What are GeoTextiles & GeoSynthetics?
GeoTextiles in Civil Engineering
In only a very few years, geosynthetics (geotextiles, geogrids, and geomembranes) have joined the list of traditional civil engineering construction materials. Often the use of a geosynthetic can significantly increase the safety factor, improve performance, and reduce costs in comparison with conventional construction alternatives.
In the case of embankments on extremely soft foundations, geosynthetics can permit construction to take place at sites where conventional construction alternatives would be either impossible or prohibitively expensive. There are a number of geotextile related materials, such as webs, mats, nets, grids, and sheets, which may be made of plastic, metal, bamboo, or wood, but so far there is no ASTM (American Society for Testing and Materials) definition for these materials. They are “geotextile-related” because they are used in a similar manner, especially in reinforcement and stabilization situations, to geotextiles.
Since 70s the geo-textiles have received a boost in their uses, consumption and their market value. Today more than 400 materials as geo synthetics are available.
Definition of GeoTextiles
A Geo-textile is a synthetic, permeable textile material used with soil, rock, or any other geotechnical engineering related material. It is used in high-standard all season roads and also in low standard logging roads. A biodegradable woven jute geo-textile is used for temporary road construction in water-logged areas.
Uses of Geo Textiles
Filtration, Drainage, and Erosion Control
One of the most important uses for geotextiles is as a filter in drainage and erosion control applications. Drainage examples include trench and French drains, interceptor drains, blanket drains, pavement edge drains, and structural drains, to name just a few.
Permanent erosion control applications include coastal and lakeshore revetments, stream and canal banks, cut and fill slope protection, and scour protection. In all these applications, geotextiles are used to replace graded granular filters used in conjunction with the drainage aggregate, perforated pipe, rip rap, and so on.
When properly designed, geotextiles can provide comparable performance at less cost, provide consistent filtration characteristics, and they are easier and therefore cheaper to install. Although erosion control technically does not improve the soil, prevention of both external and internal erosion in residual and structured soils is an important design consideration.
Geotextiles can also be used to temporarily control and minimize erosion or transport of sediment from unprotected construction sites. In some cases, geotextiles provide temporary protection after seeding and mulching but before vegetative ground cover can be established. Geotextiles may also be used as armor materials in diversion ditches and at the ends of Culvert to prevent erosion.
Probably the most common application is for silt fences, which are a substitute for hay bales or brush piles, to remove suspended particles from sediment-laden runoff water. Filtration Design Concepts For a geotextile to satisfactorily replace a graded granular filter, it must perform the same functions as a graded granular filter:
- Prevent soil particles from going into suspension;
- Allow soil particles already in suspension to pass the filter (to prevent clogging or blinding); and
- Have a sufficiently high permeability and flow rate so that no back pressure develops in the soil being protected.

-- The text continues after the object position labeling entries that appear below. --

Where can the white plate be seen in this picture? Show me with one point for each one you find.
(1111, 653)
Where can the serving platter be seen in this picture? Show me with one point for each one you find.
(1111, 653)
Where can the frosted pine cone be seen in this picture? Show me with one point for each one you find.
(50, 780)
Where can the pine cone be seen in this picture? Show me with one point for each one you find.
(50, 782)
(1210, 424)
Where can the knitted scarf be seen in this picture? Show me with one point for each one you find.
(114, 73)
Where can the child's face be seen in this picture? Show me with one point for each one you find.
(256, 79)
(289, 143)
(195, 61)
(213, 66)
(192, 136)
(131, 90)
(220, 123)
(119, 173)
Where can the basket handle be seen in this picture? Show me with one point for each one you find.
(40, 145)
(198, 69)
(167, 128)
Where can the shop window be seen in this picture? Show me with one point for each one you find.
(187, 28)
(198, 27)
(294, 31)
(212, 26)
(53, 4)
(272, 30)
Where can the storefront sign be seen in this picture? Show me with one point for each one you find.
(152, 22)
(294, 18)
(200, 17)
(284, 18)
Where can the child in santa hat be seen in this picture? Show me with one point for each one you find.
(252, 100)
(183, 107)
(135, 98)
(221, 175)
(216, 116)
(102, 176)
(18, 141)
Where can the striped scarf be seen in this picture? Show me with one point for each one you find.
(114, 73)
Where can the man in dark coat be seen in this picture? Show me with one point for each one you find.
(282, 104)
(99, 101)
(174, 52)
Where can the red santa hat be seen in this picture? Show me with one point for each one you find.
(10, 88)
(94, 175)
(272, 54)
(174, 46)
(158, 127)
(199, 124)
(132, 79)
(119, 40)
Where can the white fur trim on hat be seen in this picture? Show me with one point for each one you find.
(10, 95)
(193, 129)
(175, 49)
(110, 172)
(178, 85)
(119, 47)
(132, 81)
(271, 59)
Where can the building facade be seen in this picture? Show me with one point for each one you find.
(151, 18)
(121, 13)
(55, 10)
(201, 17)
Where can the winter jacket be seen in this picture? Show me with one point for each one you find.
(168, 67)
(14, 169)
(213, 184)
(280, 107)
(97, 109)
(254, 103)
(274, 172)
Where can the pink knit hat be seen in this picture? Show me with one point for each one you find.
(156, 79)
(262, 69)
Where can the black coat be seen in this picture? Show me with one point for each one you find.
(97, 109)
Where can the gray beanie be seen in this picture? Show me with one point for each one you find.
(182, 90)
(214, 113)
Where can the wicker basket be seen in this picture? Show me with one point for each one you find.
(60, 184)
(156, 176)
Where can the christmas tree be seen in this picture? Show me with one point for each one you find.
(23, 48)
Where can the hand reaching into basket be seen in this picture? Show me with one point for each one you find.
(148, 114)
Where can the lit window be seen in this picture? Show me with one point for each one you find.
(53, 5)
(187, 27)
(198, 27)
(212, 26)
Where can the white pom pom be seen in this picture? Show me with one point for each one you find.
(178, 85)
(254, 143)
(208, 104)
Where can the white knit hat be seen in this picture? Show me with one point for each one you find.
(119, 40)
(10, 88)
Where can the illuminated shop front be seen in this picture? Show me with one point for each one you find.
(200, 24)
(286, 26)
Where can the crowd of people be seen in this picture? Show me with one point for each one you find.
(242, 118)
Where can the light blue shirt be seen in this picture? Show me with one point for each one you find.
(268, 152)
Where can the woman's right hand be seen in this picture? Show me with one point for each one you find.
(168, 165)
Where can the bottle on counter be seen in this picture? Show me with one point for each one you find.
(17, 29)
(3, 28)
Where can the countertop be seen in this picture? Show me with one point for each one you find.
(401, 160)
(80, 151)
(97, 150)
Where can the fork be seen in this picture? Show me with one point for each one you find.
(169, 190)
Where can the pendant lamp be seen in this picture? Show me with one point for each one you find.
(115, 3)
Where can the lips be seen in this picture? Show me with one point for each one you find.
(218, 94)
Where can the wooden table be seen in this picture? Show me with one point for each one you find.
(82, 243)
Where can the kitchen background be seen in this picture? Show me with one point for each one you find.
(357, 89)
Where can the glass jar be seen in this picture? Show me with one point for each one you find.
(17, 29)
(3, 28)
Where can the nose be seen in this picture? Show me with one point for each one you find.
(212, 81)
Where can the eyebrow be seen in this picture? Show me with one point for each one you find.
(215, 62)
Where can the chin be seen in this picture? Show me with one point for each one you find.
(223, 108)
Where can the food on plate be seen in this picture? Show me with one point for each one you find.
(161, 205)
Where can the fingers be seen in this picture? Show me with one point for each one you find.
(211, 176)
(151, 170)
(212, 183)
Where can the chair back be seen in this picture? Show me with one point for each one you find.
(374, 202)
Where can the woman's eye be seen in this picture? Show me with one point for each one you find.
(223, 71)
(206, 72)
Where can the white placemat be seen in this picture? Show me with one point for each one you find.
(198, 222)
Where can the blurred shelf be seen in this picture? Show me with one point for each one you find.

After a detailed study of research carried out here and in Europe on both conventional and geotextile filters developed a widely used design procedure for geotextile filters for drainage and permanent erosion-control applications. The level of design required depends on the critical nature of the project and the severity of the hydraulic and soil conditions. Especially for critical projects, consideration of the risks involved and the consequences of possible failure of the geotextile filter require great care in selecting the appropriate geotextile.
For such projects and for severe hydraulic conditions, very conservative designs are recommended. As the cost of the geotextile is usually a minor part of the total project or system cost, geotextile selection should not be based on the lowest material cost. Also, expenses should not be reduced by eliminating laboratory soil–geotextile performance testing when such testing is recommended by the design procedure.